# Guessing random numbers and numberphile

Posted in math on Thursday, May 21 2015

A recent numberphile episode had a neat idea of how to, apparently, beat the odds in guessing whether one known number is larger than an unknown random number, by adding a third random number.

Well, to back up, the game is this: you pick any two real numbers and write them down on two cards, one number per card. I get to flip a card and then decide whether or not it is larger or smaller than the other card, sight unseen. The claim is that I can do this with better than 50% success if I pick a third number at random and:

• if it is larger than the number I flipped, I guess the unknown number is larger
• if it is smaller than the number I flipped, I guess the unknown number is smaller

At the end of the video he supposes that if this was run with real people they would mostly pick numbers within some easily accessible range, he says between 10 and 50, but I'll extend it to 0 and 50 because. Now we can be clever and pick the distribution of the third number to maximize the odds of us picking a number between the two numbers, thus guaranteeing our victory.

I set this up as a simple iterator in python, using numpy as it has a convenient set of random number generators.

My person picks two real numbers, A and B, then a third number k is chosen from a normal distribution. If we win we get 1 point, if we lose we lose 1 point (or win -1 points). For comparison I also see what would happen if I flipped a coin and determined the game that way.

import numpy as np

def guessing_game(trials=100, l=0, h=50):
mean = 0.5*(l+h)
stdev = np.sqrt((1.0/12))*(h-l)
i = 0
while i<trials:
A,B = np.random.uniform(low=l,high=h, size=2)
coin_flip = np.random.randint(1)
k = np.random.normal(mean,stdev)

#flip a coin
if (coin_flip<1 and A<B) or (coin_flip>0 and A>=B):
coin = 1
else:
coin = -1

# we use our third random number as a strategy
if (A<k and A<B) or (A>=k and A>=B):
strategy = 1
else:
strategy = -1

yield (coin,strategy)
i +=1


I can run a game of 100 trials and see what happens. By plotting the cumulative score it is more obvious if our strategy pays off, even a slight advantage to one side or the other will accumulate over time and see the line race off in one direction.

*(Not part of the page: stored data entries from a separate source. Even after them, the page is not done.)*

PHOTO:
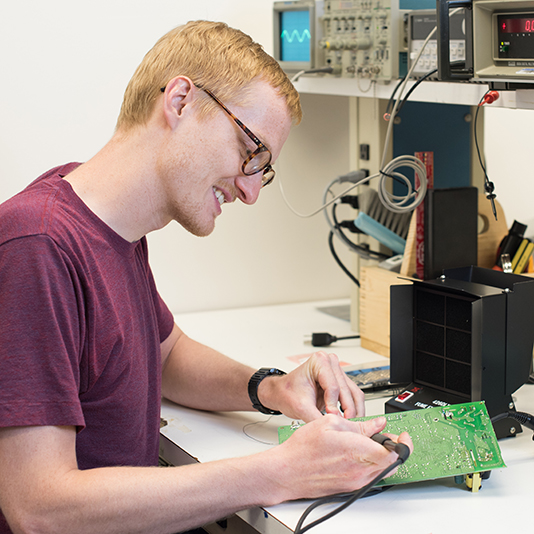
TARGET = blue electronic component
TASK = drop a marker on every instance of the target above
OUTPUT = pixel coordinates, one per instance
(295, 35)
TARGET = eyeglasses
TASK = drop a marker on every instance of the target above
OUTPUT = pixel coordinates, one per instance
(260, 159)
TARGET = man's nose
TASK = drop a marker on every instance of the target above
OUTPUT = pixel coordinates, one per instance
(249, 187)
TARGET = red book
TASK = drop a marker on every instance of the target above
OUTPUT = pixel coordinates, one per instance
(428, 160)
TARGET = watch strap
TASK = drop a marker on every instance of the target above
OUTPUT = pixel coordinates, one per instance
(253, 384)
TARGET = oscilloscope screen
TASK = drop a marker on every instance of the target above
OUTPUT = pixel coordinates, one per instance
(295, 35)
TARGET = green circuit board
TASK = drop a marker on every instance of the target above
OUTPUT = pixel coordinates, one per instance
(448, 441)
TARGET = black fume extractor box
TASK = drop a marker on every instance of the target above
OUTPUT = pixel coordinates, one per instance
(465, 336)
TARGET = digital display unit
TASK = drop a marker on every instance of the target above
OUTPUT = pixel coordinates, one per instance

Clearly there is an advantage to our strategy, it accumulates points in the long run whereas the naive coin flips strategy fluctuates around zero.

Because computers are magic math machines, I can run this 100 trial game 1000 times and see what the distribution of final scores looks like.

That the histograms resemble bell curves is not surprising. However that these bell curves peak at different final scores tells us there is a difference between our two strategies, and my result from above wasn't just a fluke.

Coin flipping appears to be centered around a score of zero, so in the long run flipping coins doesn't really pay off. On the other hand the guessing game strategy is centered around a score of 40, so in the long run this is a good idea.

Which is to say that if we know or suspect what range of values our opponent will chose from, we can tailor our random number selection and do much better than chance at guessing whether A is greater or lesser than B.